Erika se levantou junto com Sarah. 

— Vamos para casa, está de noite e precisamos nos apressar para a ceia de natal. 

Ao voltarem para cidade, ela estava bem diferente de antes, completamente iluminada pelas lamparinas, decoradas com enfeites de Natal que percorriam o céu todo, além de várias árvores enfeitadas. 

Antes que chegassem em casa, Erika olhou ao redor e, inquietamente, se virou para Sarah e disse: 

— Estenda a sua mão. 

— Por quê? 

— Quero te dar algo. Estenda, rápido! 

Ao obedecer a irmã, Sarah recebeu algumas cédulas de dinheiro. 

— Vamos fazer uma surpresa para nossos pais, traga presentes para eles. 

— S-sério? Mas o quê? 

— Deixarei a escolha por sua conta. Agora, vá!

— O-ok, até mais tarde, Erika! 

— Até… Sarah.

— O que foi?

— Eu te amo — exclamou a moça com um sorriso no rosto.

— Também te amo, irmã! Tchau! 

Sarah saiu caminhando pelas ruas. Estranhamente, quanto mais andava, menos pessoas via. Algumas eram notadas pela garota, mas todas estavam indo pelo caminho oposto ao dela. 

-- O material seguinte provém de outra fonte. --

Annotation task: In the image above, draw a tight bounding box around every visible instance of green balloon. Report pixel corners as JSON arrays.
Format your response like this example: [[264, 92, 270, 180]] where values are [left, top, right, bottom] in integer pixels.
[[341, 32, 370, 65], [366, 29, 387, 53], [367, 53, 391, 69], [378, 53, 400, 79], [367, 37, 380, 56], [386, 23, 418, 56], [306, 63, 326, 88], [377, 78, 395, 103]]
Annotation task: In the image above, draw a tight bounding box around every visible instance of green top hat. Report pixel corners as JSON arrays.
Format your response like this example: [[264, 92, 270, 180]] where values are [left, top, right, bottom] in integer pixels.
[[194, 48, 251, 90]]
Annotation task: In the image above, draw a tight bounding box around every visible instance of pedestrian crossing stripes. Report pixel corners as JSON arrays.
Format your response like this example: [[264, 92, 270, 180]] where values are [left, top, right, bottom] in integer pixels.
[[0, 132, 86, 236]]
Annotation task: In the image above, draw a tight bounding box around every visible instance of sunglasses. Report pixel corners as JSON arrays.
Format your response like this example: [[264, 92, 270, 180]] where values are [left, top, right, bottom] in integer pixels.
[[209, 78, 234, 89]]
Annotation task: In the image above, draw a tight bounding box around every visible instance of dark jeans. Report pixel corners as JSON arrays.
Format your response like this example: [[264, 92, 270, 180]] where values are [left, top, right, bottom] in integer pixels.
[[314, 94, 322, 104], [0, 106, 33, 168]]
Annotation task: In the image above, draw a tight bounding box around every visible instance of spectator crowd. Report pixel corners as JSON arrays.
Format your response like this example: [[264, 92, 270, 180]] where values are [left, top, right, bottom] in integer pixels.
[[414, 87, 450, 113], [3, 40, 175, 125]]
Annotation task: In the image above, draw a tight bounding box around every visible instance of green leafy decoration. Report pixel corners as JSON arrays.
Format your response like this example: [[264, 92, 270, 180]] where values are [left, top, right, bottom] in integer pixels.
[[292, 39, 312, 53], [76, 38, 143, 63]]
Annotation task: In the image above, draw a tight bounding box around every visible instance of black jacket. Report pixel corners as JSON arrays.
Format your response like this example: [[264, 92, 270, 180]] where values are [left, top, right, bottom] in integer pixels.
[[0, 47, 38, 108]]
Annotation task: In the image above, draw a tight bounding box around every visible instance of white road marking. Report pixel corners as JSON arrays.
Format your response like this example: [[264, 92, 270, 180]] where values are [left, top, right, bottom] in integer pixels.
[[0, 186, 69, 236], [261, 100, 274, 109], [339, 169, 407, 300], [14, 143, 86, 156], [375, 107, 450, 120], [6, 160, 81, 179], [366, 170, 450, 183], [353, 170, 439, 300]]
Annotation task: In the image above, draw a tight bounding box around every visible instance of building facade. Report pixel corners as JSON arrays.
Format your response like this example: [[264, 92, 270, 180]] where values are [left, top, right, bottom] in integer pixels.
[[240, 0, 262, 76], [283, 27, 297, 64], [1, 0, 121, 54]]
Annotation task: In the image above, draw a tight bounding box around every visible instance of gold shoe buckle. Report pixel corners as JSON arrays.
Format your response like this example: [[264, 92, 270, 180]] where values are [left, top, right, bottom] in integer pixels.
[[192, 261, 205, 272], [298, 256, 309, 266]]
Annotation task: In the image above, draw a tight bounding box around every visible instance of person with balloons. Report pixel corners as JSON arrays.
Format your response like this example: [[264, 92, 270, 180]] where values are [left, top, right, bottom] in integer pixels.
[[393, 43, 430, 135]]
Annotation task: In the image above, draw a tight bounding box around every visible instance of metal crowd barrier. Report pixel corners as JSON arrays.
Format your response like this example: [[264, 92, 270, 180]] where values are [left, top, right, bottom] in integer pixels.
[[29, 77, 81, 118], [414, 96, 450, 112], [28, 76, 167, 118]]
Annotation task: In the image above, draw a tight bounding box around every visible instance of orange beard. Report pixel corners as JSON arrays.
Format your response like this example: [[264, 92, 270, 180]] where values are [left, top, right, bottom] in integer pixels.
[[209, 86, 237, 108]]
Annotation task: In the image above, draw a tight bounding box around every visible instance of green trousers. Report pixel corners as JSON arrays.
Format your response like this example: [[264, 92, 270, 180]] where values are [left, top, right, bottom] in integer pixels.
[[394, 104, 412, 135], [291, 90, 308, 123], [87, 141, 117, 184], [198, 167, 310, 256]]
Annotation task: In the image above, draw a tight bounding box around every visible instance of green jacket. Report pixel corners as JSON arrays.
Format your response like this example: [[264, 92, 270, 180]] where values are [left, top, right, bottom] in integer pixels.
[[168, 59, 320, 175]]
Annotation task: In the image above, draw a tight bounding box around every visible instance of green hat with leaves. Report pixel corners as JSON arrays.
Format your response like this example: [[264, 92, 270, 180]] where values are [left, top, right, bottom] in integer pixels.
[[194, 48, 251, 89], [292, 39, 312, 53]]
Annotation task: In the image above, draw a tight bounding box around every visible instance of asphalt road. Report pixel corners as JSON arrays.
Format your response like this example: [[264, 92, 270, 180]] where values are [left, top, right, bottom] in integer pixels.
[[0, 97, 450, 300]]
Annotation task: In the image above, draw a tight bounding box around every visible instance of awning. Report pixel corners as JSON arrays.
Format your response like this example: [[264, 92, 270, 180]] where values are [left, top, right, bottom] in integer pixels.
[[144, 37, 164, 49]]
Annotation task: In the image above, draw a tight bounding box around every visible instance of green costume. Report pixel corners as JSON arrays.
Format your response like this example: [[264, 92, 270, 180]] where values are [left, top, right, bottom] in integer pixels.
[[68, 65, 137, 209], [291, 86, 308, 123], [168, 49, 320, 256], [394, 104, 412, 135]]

Chegando numa loja de roupas, não se via ninguém lá dentro. Sarah estava completamente sozinha. 

“Cadê o vendedor? Ele não deveria estar trabalhando? A loja até está aberta! O jeito é ir para outro lugar…” 

Caminhando mais um pouco, entrou numa loja de brinquedos também vazia. 

“Até aqui não tem ninguém? O que estão fazendo? Por que deixaram as lojas abertas e vazias? Aliás, aqui nem tem algo legal para comprar para os meus pais…” 

Sarah andou mais um pouco até que não fosse mais possível ver uma alma viva além dela. Isso a assustava, mas pensava que deveria comprar o presente de seus pais para deixá-los felizes. Continuou bisbilhotando pelas ruas até entrar numa pequena loja de joalherias que, novamente, não tinha ninguém. 

“Sei que é véspera de Natal, mas por que ninguém está trabalhando? Eles poderiam estar com sua família, mas as lojas estariam fechadas! Que droga, não poderei comprar nada para o papai e a mamãe… Me desculpa, Erika.” 

Quando Sarah se virou para sair, ouviu o cuco do relógio do estabelecimento tocar. Era meia-noite, Natal. 

Sarah notou isso e correu apressadamente para fora da loja.

“Já é meia-noite, preciso voltar para ca…”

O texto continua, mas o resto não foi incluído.